La prescription

Ce soir, j’ai fait ma première prescription. C’était pour rire oui. Pour détendre l’atmosphère plus. Parce que vous êtes entrés dans l'école avec le poids du monde sur vos épaules. Entre la course du travail, le « crush » à l’épicerie et la rencontre dans ma classe, il y a trop peu temps pour respirer. Je sais. Je comprends même.

 

Vous vous êtes assis sur la petite chaise de votre enfant, vous vous êtes excusés d'être en retard de 2 minutes. Je vous ai écouté. Vous m'avez regardé et m'avez écouté à votre tour attentivement. Et là, entre le moment où j'ai fermé l'épais dossier et votre geste d'épaule qui s'affaisse et je me suis rapprochée, vous avez ouvert la digue. Des mots dans un courant où tous les possibles ont été explorés. Des mots et des maux entremêlés. Vous avez retenu vos larmes. Je l'ai remarqué. J'ai retenu les miennes aussi. L'avez-vous remarqué? Vous m'avez fait entrer dans votre famille, dans votre intimité.  Au bout du barrage, vous vous êtes arrêtés.

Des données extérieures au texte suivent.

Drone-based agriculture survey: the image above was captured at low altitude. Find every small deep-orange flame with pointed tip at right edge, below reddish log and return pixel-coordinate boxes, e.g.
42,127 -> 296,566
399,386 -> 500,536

Vous l'avez nommé: " On est épuisés...", "On rêve parfois de partir juste nous deux sur une île déserte.", "Mais on ne ferait que dormir..".

 

À la fin de la rencontre quand le flot a dérivé vers des anecdotes, j'ai pris un post-it et j'ai écrit "Du temps pour vous 2". On a rit.   Vous avez dit merci et on s'est promis de se donner des nouvelles bientôt.

 

Je suis restée dans ma classe. Je pense à vous. Je refais le chemin de vos rapides, dans vos torrents de la vie. Je vous vois passer en canot devant l'ile déserte. Je vous vois l'espérer sans être capable d'y poser le pied. Je vous revois et je ressens une vague de reconnaissance. Vous m'avez fait confiance. Vous vous êtes livrés quitte à chavirer.

 

Je rêve du jour où je pourrai prendre du temps avec toutes mes familles comme nous venons de faire. Je rêve d'une pédagogie sociale. La version scolaire de la pédiatrie sociale du Dr Julien.

 

Je rêve et j'y crois. Tout comme cette prescription dans vos poches.